Despite aggressive lobbying from House Speaker John Boehner, the House today rejected his proposal for a farm bill on a 235-194 vote. Democrats overwhelmingly opposed the legislation because it contained more than $20 billion in cuts to food assistance for the poor while hard right Republicans opposed it because they believe it didn’t cut enough.
When even corporate media is calling this a big blow to GOP “leadership,” it’s a safe bet that the latter’s efforts to blame Democrats won’t carry much heft.

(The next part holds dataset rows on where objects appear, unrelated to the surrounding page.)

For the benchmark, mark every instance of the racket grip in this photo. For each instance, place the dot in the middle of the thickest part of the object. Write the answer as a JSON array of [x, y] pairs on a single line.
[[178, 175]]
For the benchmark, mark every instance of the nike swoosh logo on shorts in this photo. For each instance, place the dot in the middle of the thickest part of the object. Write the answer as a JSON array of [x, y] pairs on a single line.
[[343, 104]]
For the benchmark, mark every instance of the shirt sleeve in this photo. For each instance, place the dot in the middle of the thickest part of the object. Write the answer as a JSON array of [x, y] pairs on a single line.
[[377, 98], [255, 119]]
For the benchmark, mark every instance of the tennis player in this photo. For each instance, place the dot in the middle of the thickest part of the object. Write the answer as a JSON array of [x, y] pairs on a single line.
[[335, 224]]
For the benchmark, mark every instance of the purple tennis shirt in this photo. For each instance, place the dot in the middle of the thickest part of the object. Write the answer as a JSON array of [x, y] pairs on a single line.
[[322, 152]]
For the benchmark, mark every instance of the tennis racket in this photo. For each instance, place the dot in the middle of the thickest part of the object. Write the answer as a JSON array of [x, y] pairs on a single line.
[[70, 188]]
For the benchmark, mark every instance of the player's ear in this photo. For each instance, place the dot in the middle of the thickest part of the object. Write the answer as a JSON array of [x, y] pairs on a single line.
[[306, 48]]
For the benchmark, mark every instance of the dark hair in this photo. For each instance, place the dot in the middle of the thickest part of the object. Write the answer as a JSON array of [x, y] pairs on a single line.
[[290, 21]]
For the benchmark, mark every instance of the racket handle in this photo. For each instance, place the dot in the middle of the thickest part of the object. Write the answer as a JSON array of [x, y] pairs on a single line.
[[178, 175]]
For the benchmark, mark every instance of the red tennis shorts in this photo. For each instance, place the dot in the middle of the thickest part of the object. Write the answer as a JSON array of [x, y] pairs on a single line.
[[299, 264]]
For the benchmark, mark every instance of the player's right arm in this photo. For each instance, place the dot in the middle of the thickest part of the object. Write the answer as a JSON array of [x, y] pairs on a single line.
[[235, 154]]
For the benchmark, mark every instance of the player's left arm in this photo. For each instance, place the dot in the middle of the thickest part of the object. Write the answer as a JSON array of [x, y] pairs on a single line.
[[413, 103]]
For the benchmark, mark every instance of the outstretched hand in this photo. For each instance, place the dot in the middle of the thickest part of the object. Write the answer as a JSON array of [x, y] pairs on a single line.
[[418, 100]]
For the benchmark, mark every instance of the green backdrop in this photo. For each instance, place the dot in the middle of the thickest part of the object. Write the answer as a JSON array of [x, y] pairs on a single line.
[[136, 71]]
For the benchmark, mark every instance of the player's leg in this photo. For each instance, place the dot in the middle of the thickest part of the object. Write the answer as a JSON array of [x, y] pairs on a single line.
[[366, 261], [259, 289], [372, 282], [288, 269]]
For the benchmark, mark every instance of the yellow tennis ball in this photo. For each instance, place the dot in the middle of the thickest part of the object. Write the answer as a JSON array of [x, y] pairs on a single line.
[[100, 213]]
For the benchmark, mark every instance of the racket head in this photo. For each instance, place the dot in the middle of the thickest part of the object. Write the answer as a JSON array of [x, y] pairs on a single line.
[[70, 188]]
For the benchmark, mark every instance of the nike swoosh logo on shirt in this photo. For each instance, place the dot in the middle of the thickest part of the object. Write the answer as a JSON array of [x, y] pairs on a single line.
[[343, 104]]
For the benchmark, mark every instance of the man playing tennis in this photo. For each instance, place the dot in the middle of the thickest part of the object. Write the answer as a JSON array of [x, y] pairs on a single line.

Though the proposed slashing of aid to those that need it most got the bulk of the attention, and rightly so, this bill was on the whole primarily a shameless gift to corporate ag and therefore replete with disastrous policy. Its underpinning, massive reliance on taxpayer-subsidized crop insurance programs, meant the continued plowing up of conservation lands and farmland price bubble-mongering, just for starters.
President Obama had threatened a veto over the SNAP (food stamp) cuts. Whether that meant any cuts at all, or the $20B+ desired by reactionaries, was unclear, at least to me.

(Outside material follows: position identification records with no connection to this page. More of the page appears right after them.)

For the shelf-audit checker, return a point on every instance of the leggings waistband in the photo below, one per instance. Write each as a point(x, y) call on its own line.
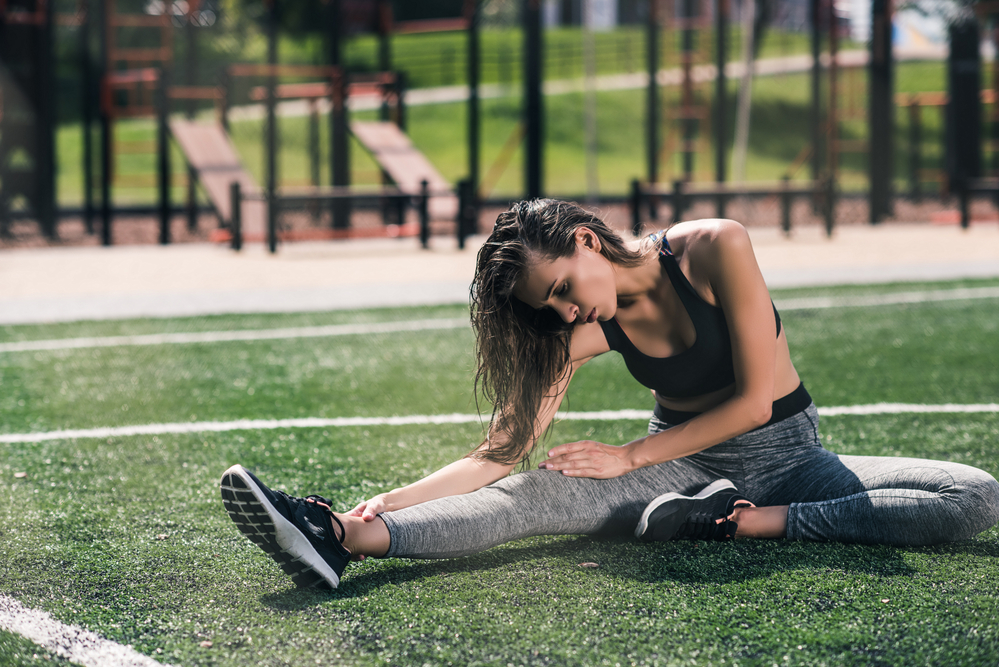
point(784, 407)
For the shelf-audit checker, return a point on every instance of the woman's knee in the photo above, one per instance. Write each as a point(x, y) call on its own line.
point(978, 495)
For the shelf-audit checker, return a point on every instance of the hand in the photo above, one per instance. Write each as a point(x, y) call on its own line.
point(369, 509)
point(587, 458)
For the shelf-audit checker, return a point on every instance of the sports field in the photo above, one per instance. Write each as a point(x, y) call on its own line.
point(113, 436)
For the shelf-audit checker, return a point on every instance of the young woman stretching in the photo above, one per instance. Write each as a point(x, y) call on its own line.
point(689, 311)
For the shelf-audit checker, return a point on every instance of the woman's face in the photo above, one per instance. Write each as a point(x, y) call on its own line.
point(580, 288)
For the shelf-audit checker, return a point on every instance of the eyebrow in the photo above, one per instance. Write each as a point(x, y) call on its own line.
point(551, 288)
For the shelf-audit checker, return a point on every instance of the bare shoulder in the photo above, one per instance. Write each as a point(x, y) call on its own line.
point(708, 246)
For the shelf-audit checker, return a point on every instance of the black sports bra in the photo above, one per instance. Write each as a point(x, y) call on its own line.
point(705, 366)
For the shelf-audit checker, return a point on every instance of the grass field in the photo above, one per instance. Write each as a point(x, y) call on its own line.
point(126, 535)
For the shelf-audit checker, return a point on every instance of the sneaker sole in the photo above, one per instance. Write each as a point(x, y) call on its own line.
point(260, 521)
point(710, 489)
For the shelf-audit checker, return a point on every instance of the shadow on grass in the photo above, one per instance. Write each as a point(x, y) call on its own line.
point(676, 562)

Also unclear is where farm policy will go. The House could take up the Senate bill (which has about $4B in SNAP cuts), massively amend it, and try to ram that through. More likely is that efforts will be made to further extend current policy, though the zealots will undoubtedly demand their cuts after all as the price of doing that. An honest-to-goodness enlightened, people-friendly federal farm policy is exceedingly unlikely to get anywhere.